Conversely, the cultivation of popular/traditional culture ran counter to old-school historicism, which above all affected the genre of opera. Sullivan’s Ivanhoe of 1891 failed to catch on; that this was not only due to anti-Academy animus among the critics is proved by the similar lack of impact of Elgar’s cantata Caractacus (prem.

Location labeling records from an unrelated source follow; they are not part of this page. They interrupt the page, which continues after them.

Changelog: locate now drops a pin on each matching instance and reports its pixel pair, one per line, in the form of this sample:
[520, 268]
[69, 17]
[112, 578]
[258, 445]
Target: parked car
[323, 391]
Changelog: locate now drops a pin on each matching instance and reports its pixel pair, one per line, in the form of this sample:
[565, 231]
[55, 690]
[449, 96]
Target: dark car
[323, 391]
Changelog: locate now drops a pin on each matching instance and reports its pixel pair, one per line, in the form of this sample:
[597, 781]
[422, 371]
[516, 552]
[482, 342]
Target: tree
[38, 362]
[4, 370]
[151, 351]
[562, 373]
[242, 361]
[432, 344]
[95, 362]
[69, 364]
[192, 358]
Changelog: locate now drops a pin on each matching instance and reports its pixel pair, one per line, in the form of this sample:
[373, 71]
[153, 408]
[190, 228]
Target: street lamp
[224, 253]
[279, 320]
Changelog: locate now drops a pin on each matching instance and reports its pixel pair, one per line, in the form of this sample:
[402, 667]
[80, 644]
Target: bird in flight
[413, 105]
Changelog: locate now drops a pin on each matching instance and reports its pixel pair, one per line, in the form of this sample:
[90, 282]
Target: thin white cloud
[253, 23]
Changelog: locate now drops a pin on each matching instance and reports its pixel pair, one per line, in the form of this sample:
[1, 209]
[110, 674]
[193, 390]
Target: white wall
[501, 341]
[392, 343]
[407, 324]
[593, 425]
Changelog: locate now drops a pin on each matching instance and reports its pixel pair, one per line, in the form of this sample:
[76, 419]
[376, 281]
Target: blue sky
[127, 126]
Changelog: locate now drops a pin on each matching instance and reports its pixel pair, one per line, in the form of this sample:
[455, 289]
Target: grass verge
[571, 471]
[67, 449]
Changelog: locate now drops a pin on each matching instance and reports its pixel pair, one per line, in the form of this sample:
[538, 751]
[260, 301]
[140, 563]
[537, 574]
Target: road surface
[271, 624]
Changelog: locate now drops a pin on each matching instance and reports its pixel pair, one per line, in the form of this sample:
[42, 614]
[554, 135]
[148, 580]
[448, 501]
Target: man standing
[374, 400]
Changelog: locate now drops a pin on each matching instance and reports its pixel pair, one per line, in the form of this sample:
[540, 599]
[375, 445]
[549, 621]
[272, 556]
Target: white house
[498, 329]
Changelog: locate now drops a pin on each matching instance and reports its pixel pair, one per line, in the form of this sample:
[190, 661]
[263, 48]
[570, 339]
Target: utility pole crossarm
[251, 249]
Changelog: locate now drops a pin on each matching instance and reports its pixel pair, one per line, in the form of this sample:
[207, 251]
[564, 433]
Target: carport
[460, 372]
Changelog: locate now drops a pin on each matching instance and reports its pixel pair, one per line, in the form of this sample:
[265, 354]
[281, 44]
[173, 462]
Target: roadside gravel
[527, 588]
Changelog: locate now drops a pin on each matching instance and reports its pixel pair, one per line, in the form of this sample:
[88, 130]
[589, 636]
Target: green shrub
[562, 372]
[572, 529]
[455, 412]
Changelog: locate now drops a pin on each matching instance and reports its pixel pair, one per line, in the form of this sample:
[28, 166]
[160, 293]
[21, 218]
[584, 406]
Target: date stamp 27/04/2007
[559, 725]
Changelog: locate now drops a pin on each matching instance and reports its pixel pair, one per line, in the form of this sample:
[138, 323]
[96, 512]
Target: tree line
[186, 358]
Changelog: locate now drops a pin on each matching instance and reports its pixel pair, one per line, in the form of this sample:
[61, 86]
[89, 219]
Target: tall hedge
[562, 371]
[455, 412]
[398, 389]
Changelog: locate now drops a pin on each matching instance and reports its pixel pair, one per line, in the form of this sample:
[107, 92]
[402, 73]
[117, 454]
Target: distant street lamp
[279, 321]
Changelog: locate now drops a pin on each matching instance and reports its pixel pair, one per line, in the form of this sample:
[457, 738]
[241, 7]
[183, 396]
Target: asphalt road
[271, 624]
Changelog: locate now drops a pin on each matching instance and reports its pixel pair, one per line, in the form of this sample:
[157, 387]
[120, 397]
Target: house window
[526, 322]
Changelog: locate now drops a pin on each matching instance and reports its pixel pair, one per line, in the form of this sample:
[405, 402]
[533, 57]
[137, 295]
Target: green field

Leeds Festival 1898) and of a projected trilogy of Arthurian operas by the College alumnus Rutland Boughton (The birth of Arthur, 1909; The Round Table, 1915-16; Galahad/Avalon, unperformed).
The cultivation of a vaguely landscape- and tradition-anchored Englishness was also internalized by the alumni of the Academy, like Edward German, a Sullivan associate and composer of Merrie England (1902) and Tom Jones (1907; after Fielding’s novel), and Arnold Bax, who, however, was strongly marked by Celticism (e.g. the Cornwall-set symphonic poem Tintagel, 1919) and later developed strong Irish connections. The development of the English School towards a modern idiom while taking inspiration from English traditions continued unabated during and after the Great War, which provoked a nostalgia for the lost idylls of the English countryside. The combination of Englishness and musical modernization was passed on to the 20th-century succession, from Benjamin Britten to Peter Maxwell Davies.
The 20th-century floruit of English music was made possible by a venture in the well-established mode of popular entertainment: it was felt that the general public should also profit from the new achievements of English musicianship, and to that end a series of informal concerts was established in 1895 in the newly constructed Albert Hall, the so-called “Promenade concerts” or “Proms”. The direction was entrusted to the Academy-trained organist/composer Henry Wood, who had previously produced Gilbert and Sullivan operettas. His patriotic Fantasia on British sea songs (1905; a medley of traditional shanties arranged orchestrally to celebrate the centenary of the Battle of Trafalgar) became an early fixture of the especially popular “Last Night”, which gradually also incorporated other national classics, from Arne’s old Rule Britannia to Elgar’s Pomp and circumstance march (Land of hope and glory).